To ensure the IPO would still result in a book of long-term investors, the company did not allocate just to the highest bidder.
“Once the company explained their goals for the transaction it became obvious to the entire management and to me that a hybrid auction was the best approach,” said Lise Buyer, the managing partner of Class V Group and an early adviser to Unity.
Unity employees were also allowed to sell up to 15% of their holdings on the first day of trading on NYSE, allowing them to sell at higher prices than if they had sold on the IPO.

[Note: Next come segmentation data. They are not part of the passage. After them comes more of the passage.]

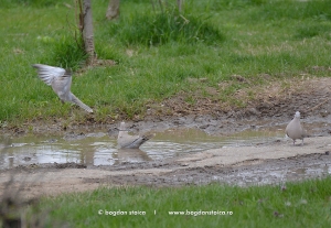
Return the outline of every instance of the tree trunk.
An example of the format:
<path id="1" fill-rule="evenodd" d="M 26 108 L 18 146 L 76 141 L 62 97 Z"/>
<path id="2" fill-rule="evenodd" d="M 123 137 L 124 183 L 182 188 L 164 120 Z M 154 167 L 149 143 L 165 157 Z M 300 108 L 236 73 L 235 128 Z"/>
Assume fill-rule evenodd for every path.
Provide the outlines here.
<path id="1" fill-rule="evenodd" d="M 115 20 L 119 17 L 119 0 L 109 0 L 106 18 Z"/>
<path id="2" fill-rule="evenodd" d="M 93 20 L 90 0 L 83 1 L 83 40 L 85 52 L 88 54 L 87 64 L 93 64 L 96 61 L 96 53 L 93 37 Z"/>
<path id="3" fill-rule="evenodd" d="M 178 11 L 181 12 L 182 11 L 183 0 L 177 0 L 177 4 L 178 4 Z"/>

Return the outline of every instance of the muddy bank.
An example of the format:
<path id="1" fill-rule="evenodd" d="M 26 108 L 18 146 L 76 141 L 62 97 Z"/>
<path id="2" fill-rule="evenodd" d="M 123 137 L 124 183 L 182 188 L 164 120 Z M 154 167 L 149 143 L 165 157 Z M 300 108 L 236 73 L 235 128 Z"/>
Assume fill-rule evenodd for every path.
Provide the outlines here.
<path id="1" fill-rule="evenodd" d="M 331 138 L 207 150 L 167 161 L 87 167 L 79 164 L 34 164 L 0 172 L 1 192 L 25 196 L 82 192 L 99 186 L 181 186 L 213 182 L 231 185 L 279 184 L 331 174 Z M 7 185 L 10 178 L 11 185 Z"/>
<path id="2" fill-rule="evenodd" d="M 245 82 L 243 82 L 245 83 Z M 224 86 L 224 85 L 223 85 Z M 223 86 L 212 89 L 221 93 Z M 254 91 L 254 98 L 248 96 Z M 192 91 L 193 93 L 193 91 Z M 194 98 L 188 104 L 186 96 Z M 169 128 L 199 128 L 211 134 L 228 134 L 249 128 L 286 124 L 296 111 L 301 112 L 303 122 L 323 122 L 324 128 L 319 132 L 328 135 L 331 130 L 331 78 L 291 79 L 270 82 L 268 85 L 253 86 L 238 90 L 234 97 L 245 104 L 244 108 L 231 106 L 227 101 L 204 98 L 196 94 L 179 93 L 177 96 L 160 104 L 146 107 L 143 117 L 137 116 L 127 120 L 125 115 L 117 119 L 96 120 L 94 115 L 86 115 L 82 122 L 67 119 L 32 120 L 21 126 L 0 126 L 4 135 L 35 134 L 82 134 L 104 129 L 110 135 L 116 135 L 119 121 L 127 120 L 132 132 L 163 131 Z"/>
<path id="3" fill-rule="evenodd" d="M 94 189 L 100 185 L 178 186 L 220 182 L 235 185 L 275 184 L 286 181 L 320 177 L 331 173 L 330 123 L 331 78 L 298 82 L 293 86 L 273 86 L 259 90 L 256 99 L 247 100 L 246 108 L 223 108 L 222 104 L 196 98 L 194 106 L 185 104 L 183 96 L 148 107 L 143 120 L 127 121 L 132 132 L 158 132 L 169 128 L 197 128 L 210 134 L 231 134 L 245 129 L 285 126 L 295 111 L 302 113 L 302 122 L 312 127 L 303 146 L 277 141 L 256 146 L 209 150 L 185 158 L 141 163 L 121 163 L 111 166 L 84 164 L 32 164 L 0 171 L 0 189 L 19 189 L 26 196 L 58 194 Z M 243 99 L 246 91 L 236 96 Z M 171 113 L 171 115 L 169 115 Z M 58 133 L 66 139 L 84 138 L 95 129 L 117 135 L 118 121 L 98 123 L 93 116 L 84 124 L 67 124 L 61 120 L 34 121 L 21 127 L 1 127 L 6 138 L 28 132 Z M 318 137 L 319 135 L 319 137 Z M 0 143 L 0 150 L 7 146 Z M 10 177 L 14 182 L 8 186 Z"/>

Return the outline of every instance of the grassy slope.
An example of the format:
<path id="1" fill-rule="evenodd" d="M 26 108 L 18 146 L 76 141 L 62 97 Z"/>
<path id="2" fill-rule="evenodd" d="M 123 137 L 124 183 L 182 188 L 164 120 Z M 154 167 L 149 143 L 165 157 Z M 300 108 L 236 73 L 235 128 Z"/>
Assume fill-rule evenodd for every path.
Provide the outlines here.
<path id="1" fill-rule="evenodd" d="M 143 115 L 146 104 L 182 90 L 192 91 L 196 86 L 217 88 L 234 74 L 254 84 L 266 83 L 260 74 L 269 74 L 274 79 L 331 74 L 327 70 L 331 48 L 330 1 L 188 1 L 184 15 L 206 19 L 224 40 L 214 45 L 179 40 L 157 46 L 126 45 L 130 34 L 111 34 L 110 22 L 104 20 L 107 3 L 104 0 L 93 6 L 96 50 L 99 58 L 115 59 L 118 65 L 89 69 L 74 77 L 72 88 L 96 110 L 98 121 L 119 115 Z M 84 111 L 76 109 L 73 115 L 70 105 L 63 106 L 31 67 L 44 63 L 77 68 L 82 61 L 82 54 L 71 47 L 74 9 L 61 2 L 43 6 L 9 4 L 0 9 L 1 123 L 52 117 L 85 119 Z M 143 13 L 151 14 L 150 1 L 122 1 L 118 23 L 132 28 L 130 23 Z M 327 68 L 312 70 L 312 66 Z M 209 80 L 192 85 L 186 80 L 189 77 Z M 213 95 L 214 99 L 226 100 L 243 86 L 233 83 Z"/>
<path id="2" fill-rule="evenodd" d="M 280 186 L 231 187 L 218 184 L 181 188 L 113 187 L 42 200 L 47 222 L 71 227 L 329 227 L 331 178 Z M 98 215 L 146 211 L 143 216 Z M 154 210 L 157 214 L 154 215 Z M 169 211 L 233 211 L 232 216 L 170 215 Z M 73 226 L 74 225 L 74 226 Z"/>

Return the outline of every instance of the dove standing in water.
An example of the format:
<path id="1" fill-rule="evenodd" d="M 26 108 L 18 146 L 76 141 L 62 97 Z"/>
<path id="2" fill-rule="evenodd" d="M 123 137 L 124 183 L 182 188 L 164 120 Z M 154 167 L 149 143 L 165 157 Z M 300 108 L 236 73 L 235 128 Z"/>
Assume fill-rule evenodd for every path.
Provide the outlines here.
<path id="1" fill-rule="evenodd" d="M 75 95 L 71 93 L 72 73 L 64 68 L 47 66 L 43 64 L 32 65 L 38 68 L 39 77 L 49 86 L 52 86 L 55 94 L 62 102 L 68 101 L 78 105 L 88 112 L 93 112 L 92 108 L 82 102 Z"/>
<path id="2" fill-rule="evenodd" d="M 293 145 L 296 144 L 296 140 L 302 140 L 303 145 L 303 138 L 306 137 L 306 131 L 301 127 L 300 123 L 300 112 L 297 111 L 295 118 L 287 124 L 286 127 L 286 135 L 293 140 Z"/>
<path id="3" fill-rule="evenodd" d="M 119 126 L 119 132 L 117 138 L 117 143 L 119 148 L 127 148 L 127 149 L 137 149 L 146 141 L 151 139 L 153 134 L 150 135 L 130 135 L 128 130 L 126 129 L 126 123 L 121 122 Z"/>

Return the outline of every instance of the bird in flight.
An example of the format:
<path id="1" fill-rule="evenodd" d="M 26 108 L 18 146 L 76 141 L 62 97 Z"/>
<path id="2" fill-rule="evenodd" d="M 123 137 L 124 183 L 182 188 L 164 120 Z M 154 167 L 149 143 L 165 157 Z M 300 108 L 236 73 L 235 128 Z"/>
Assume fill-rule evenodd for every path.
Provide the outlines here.
<path id="1" fill-rule="evenodd" d="M 92 108 L 82 102 L 73 93 L 72 86 L 72 72 L 61 67 L 54 67 L 43 64 L 32 65 L 38 68 L 39 77 L 47 85 L 52 86 L 55 94 L 62 102 L 76 104 L 87 112 L 93 112 Z"/>

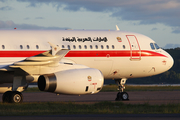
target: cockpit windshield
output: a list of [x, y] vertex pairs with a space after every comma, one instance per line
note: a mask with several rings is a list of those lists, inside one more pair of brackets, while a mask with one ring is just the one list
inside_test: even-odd
[[156, 43], [154, 43], [154, 45], [155, 45], [156, 49], [159, 49], [159, 48], [160, 48]]

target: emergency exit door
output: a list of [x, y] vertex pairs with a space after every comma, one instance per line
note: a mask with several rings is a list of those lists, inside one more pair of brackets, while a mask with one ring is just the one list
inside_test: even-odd
[[141, 49], [135, 35], [126, 35], [130, 46], [130, 60], [141, 60]]

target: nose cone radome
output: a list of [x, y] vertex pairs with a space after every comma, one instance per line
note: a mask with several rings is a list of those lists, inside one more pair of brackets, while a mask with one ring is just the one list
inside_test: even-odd
[[167, 56], [167, 59], [166, 59], [166, 66], [167, 66], [167, 70], [169, 70], [173, 65], [174, 65], [174, 59], [172, 58], [172, 56], [165, 52], [165, 55]]

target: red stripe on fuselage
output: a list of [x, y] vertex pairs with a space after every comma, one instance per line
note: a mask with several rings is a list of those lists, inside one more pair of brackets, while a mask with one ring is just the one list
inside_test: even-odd
[[[38, 54], [41, 54], [45, 51], [0, 51], [0, 57], [32, 57]], [[133, 52], [133, 53], [132, 53]], [[148, 51], [148, 50], [139, 50], [137, 51], [130, 50], [87, 50], [87, 51], [69, 51], [65, 57], [167, 57], [158, 52]]]
[[32, 57], [45, 51], [0, 51], [0, 57]]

Goldman’s order entry platform required investors to register bids with price and number of shares. Those orders could be amended or cancelled until books closed, but messaging from the syndicate to investors was limited to preserve the purity of the auction.
This removed the orders with no price limit specified that large institutions typically place in hot tech IPOs that leave pricing to the judgement of the banks and the company.
The Unity syndicate, which also included Credit Suisse as an active bookrunner, could show the company demand at each price point, how the quality of the book changed with pricing and daily updates on how the demand curve was changing.
“Both management and board were willing to challenge the status quo and design an offering specifically tailored to Unity’s goals,” said Matt Walsh, Credit Suisse’s head of tech ECM.
“We combined the best parts of each existing alternative to create a structure that provided the demand curve transparency of a Dutch auction or direct listing while still allowing management to choose the clearing price and their new shareholder partners.”
Unity sold 28.75m shares, including greenshoe, at US$52, above the US$44–$48 marketing range that was revised late in the bookbuild from US$34–$42 at launch.
In contrast to the 100%-plus gains seen on eight other tech IPOs in the year, Unity closed day one at US$68.35, just 31.4% above offer.